タイ代表の石井正忠監督とU-23タイ代表の西ヶ谷隆之監督が、解任されるとの噂が現地で流れている。これに対し、タイサッカー協会(FAT)は日本人監督2人の現時点での解任はないと否定した。タイ代表とU-23タイ代表は成績不振に陥っており、日本人監督への批判の声が日増しに強まっている。
タイ代表は、6月10日にアウェイで行われたアジアカップ最終予選の第2節でトルクメニスタン代表に1-3で惨敗。これに先立ち行われた第1節ではホームで格下スリランカ代表に1-0で辛勝。内容も結果も伴わない苦しい試合が続いており、同予選で最大のライバルとなるトルクメニスタンに大敗したことで、タイの予選突破はかなり厳しい状況となっている。
批判が高まるなか、FATのチャンウィット・パラシービン副会長は記者会見で、「決断を急ぐつもりはない」と述べて、石井監督の解任を否定した。
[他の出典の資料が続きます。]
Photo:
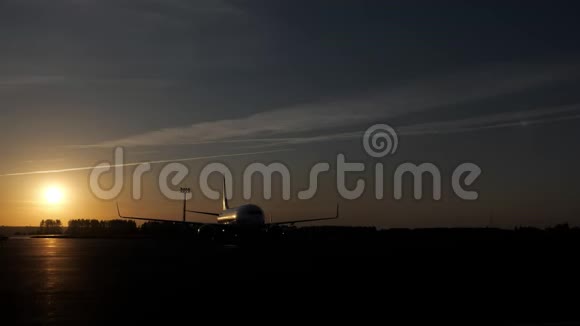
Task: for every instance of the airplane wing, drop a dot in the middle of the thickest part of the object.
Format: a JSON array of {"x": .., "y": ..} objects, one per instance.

監督の進退については、予選終了を待って成績を総合的に判断した上で決定するとのことだ。
石井監督同様、U-23タイ代表の西ヶ谷監督についても解任の噂が堪えない。U-23タイ代表は西ヶ谷監督の就任後に5連敗を喫しており、ファンから解任を求める声が上がっている。西ヶ谷監督の去就についても、副会長は現時点で決めることはなく、年末に自国開催する東南アジア競技大会(SEA Games)の結果を待ってから判断するとしている。
FATでは最近、かつてバーレーン代表やニュージーランド代表の監督を務めたアンソニー・ハドソン氏がテクニカルダイレクターに就任。ハドソン氏が間もなく解任される日本人監督の代役を務めるとの噂もあるが、地元メディア『Siam Sports』によると、副会長はこの噂も否定した。
ただし、タイ国内では、これまで日本人監督の招聘に最も影響力を持っていたFATのヌアンパン・ラムサム会長(通称マダム・パン)の求心力が急速に弱まっているとされる。このまま代表チームが低空飛行を続け、日本人監督を擁護する後ろ盾も失った場合、石井監督と西ヶ谷監督の解任は免れないと見られている。